A foreign exchange student was on the basketball team of a local high school and doing quite well. She played on the junior varsity team most of the time but on senior night, her host family asked the coach if it would be possible to allow the exchange student to be in the starting lineup so that she could hear her name on the loud speakers and experience the tip of the ball to begin the game as a starter. The host family even told the coach that she didn’t have to keep her in for very long but just allow her that one-time experience. The coach said she would consider it.
The night of the game, the exchange student was emotional and excited to get one opportunity to be in the starting lineup if only for the first play of the game. But the coach crushed that dream. She decided not to start her.
Her reasoning: she really wanted to win the game. Wow! That coach decided that a one-minute, once-in-a-lifetime opportunity of excitement for the exchange student wasn’t as important as a win of a 32-minute basketball game.
I use the phrase, “Rules versus Relationships” all the time.

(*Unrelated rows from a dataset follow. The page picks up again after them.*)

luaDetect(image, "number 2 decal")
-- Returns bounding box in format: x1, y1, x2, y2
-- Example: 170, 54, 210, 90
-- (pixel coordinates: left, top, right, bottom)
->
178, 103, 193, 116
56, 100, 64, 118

In my little world, 90% of the time relationship wins. I firmly believe this. If people would quit being so rigid about rules and look rather at the relationship and how they can use every opportunity to show the love of Christ to lead others to Him, then maybe we could infiltrate some of the love and compassion this world was created around.
I’m so sick of hearing about how “this is the rule” rather than caring about other people. I know that rules are important and some are created obviously for our safety. I work in a world of rules as a paralegal. I get it!
But I am talking about people using rules for selfish reasons; using rules to look out for “number one!”. We’ve become a world of me, me, me. How are we ever going to lead someone to Christ when we can’t show compassion ourselves?
Think about what others are going through. The exchange student will never get another opportunity to be a starter on the team. One minute could have changed her world and I seriously doubt would have changed the outcome of the game.
What do you do when the checkout person at Wal-Mart isn’t friendly? Do you go to the manager and complain? Or does the “relationship versus rule” theory set in and showing kindness become more important than complaining?
Maybe she is a single mom and she just received a notice that her electric will be turned off. Maybe she just found out she has a serious health issue. Everyone we meet is going through something and we need to try to show the love of Christ even when someone hasn’t followed the “rule”.
John tells a story of Jesus showing the “relationship over rule” attitude when the Pharisees brought a woman to Jesus who had been caught in adultery. They said, “In the Law Moses commanded us to stone such women. Now what do you say?” (John 8:5). The Pharisees were trying to use this situation as a trap for Jesus so that they had something to accuse Him of breaking the law.
But Jesus kept writing something on the ground and when the Pharisees continued to question him about the “rule”, Jesus chose relationship and turned the “rule” back on the Pharisees.
He said, “If any one of you is without sin, let him be the first to throw a stone at her.” (John 8:7). The rest of the chapter tells us that one by one her accusers walked away and Jesus said to her “Neither do I condemn you. Go and sin no more”. He gave her a second chance. He chose to show the love of Christ and use this situation to build a relationship.
Not everything is this simple I understand. Rules are rules and are made to protect people and need to be followed. I’m just saying the next time you want to use a rule for “rules sake”, think about the person and the relationship. Should you use the “rules versus relationship” theory and allow relationship to come out on top or is it truly a “rules win” situation? Only YOU know the deep-down feeling to answer that question.
I hope we choose relationships when possible and maybe little by little we will begin to see the love of Christ permeate this selfish world!